Insertion in Trie Data Structure – O(n) Time | O(n) Space

Example: Inserting the Word “and”
- Start at the root node:
The root node does not contain any character. Its wordEnd value is set to 0, indicating that no word ends at this point. - First character – “a”:
Calculate the index: ‘a’ – ‘a’ = 0.
Check if child[0] is null. Since it is, create a new TrieNode for the character “a” with wordEnd = 0 and an empty array of children. Move to this newly created node. - Second character – “n”:
Calculate the index: ‘n’ – ‘a’ = 13.
Check if child[13] is null.

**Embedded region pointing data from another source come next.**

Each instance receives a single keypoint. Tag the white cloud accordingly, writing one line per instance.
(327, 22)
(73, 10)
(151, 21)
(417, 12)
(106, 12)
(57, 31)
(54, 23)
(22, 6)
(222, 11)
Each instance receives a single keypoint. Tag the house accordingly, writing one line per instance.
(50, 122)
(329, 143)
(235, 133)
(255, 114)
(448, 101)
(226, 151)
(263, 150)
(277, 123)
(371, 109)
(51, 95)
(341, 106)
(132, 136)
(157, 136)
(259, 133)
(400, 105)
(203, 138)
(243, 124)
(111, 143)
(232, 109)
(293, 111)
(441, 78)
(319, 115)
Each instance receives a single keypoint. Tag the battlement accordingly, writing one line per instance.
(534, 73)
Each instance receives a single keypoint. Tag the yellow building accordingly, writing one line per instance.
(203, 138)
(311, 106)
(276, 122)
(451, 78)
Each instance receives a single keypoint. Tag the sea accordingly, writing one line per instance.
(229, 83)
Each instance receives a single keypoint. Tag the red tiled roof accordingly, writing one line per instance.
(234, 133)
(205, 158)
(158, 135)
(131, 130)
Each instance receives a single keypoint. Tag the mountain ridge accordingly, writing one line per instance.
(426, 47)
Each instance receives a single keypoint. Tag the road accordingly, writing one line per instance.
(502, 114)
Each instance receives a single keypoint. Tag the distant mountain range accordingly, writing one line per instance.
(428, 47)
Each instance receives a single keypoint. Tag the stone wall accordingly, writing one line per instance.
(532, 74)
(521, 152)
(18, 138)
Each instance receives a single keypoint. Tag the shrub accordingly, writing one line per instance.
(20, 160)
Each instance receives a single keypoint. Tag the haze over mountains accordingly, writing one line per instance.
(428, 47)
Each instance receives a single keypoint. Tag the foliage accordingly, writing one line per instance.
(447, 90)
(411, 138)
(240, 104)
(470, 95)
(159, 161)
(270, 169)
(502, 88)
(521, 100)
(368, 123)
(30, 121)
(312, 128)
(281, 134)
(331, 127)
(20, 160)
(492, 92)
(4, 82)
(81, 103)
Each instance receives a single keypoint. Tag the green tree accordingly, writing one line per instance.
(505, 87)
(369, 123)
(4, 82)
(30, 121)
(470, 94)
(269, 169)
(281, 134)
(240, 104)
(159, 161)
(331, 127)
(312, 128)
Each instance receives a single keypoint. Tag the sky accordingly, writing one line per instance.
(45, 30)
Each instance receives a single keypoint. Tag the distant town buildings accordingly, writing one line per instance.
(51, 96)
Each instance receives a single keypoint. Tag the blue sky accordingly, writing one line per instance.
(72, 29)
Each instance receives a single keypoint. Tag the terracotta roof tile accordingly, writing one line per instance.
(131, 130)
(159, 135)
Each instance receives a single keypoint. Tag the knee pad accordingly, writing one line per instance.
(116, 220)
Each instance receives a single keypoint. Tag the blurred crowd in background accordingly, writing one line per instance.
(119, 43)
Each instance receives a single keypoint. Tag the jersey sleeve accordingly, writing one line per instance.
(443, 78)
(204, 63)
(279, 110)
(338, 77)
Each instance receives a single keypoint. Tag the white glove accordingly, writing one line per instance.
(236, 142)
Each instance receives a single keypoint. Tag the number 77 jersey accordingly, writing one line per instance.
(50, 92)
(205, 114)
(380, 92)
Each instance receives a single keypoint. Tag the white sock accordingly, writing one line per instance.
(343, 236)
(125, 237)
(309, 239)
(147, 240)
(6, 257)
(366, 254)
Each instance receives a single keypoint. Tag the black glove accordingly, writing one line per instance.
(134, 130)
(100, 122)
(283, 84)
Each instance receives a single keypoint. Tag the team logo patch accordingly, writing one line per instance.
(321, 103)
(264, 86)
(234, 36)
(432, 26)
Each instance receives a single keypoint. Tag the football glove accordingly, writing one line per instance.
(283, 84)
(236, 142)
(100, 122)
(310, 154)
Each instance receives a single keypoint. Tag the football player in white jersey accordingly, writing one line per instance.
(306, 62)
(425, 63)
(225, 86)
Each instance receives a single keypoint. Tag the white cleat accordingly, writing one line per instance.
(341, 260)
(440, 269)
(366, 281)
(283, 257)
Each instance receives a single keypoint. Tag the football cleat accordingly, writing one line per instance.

It is, so create a new TrieNode for “n” with wordEnd = 0. Move to this node. - Third character – “d”:
Calculate the index: ‘d’ – ‘a’ = 3.
Since child[3] is null, create a new TrieNode for “d” and set wordEnd = 1, marking the end of the word “and”.
Example: Inserting the Word “ant”
- Start at the root node:
The root node remains unchanged and keeps track of the starting characters of all inserted strings. - First character – “a”:
Index: ‘a’ – ‘a’ = 0.
A node for “a” already exists from the previous insertion. Move to this existing node. - Second character – “n”:
Index: ‘n’ – ‘a’ = 13.
The node for “n” is also present. Proceed to this node. - Third character – “t”:
Index: ‘t’ – ‘a’ = 19.
Since child[19] is null, create a new TrieNode for “t” and set wordEnd = 1, indicating that the word “ant” ends here.
// Method to insert a key into the Trie
void insert(TrieNode* root, const string& key) {
// Initialize the curr pointer with the root node
TrieNode* curr = root;
// Iterate across the length of the string
for (char c : key) {
// Check if the node exists for the
// current character in the Trie
if (curr->children[c - 'a'] == nullptr) {
// If node for current character does
// not exist then make a new node
TrieNode* newNode = new TrieNode();
// Keep the reference for the newly
// created node
curr->children[c - 'a'] = newNode;
}
// Move the curr pointer to the
// newly created node
curr = curr->children[c - 'a'];
}
// Mark the end of the word
curr->isLeaf = true;
}
// Method to insert a key into the Trie
static void insert(TrieNode root, String key) {
// Initialize the curr pointer with the root node
TrieNode curr = root;
// Iterate across the length of the string
for (char c : key.toCharArray()) {
// Check if the node exists for the
// current character in the Trie
if (curr.children[c - 'a'] == null) {
// If node for current character does
// not exist then make a new node
TrieNode newNode = new TrieNode();
// Keep the reference for the newly
// created node
curr.children[c - 'a'] = newNode;
}
// Move the curr pointer to the
// newly created node
curr = curr.children[c - 'a'];
}
// Mark the end of the word
curr.isEndOfWord = true;
}
// Method to insert a key into the Trie
function insert(root, key) {
// Initialize the curr pointer with the root node
let curr = root;
// Iterate across the length of the string
for (let c of key) {
// Check if the node exists for the
// current character in the Trie
let index = c.charCodeAt(0) - 'a'.charCodeAt(0);
if (curr.children[index] === null) {
// If node for current character does
// not exist then make a new node
let newNode = new TrieNode();
// Keep the reference for the newly
// created node
curr.children[index] = newNode;
}
// Move the curr pointer to the
// newly created node
curr = curr.children[index];
}
// Mark the end of the word
curr.isEndOfWord = true;
}
Time and Space Complexity of Insertion
- Time Complexity:
O(n) — where n is the length of the word being inserted. This is because each character of the word is processed exactly once during insertion. - Auxiliary Space:
O(n) — in the worst-case scenario, a new node is created for each character if none of the characters are already present in the Trie.
Searching in Trie Data Structure
Time Complexity: O(n)
Auxiliary Space: O(1)
Searching in a Trie is similar to the insertion operation but without creating new nodes. The algorithm simply navigates through existing paths by comparing each character of the input string.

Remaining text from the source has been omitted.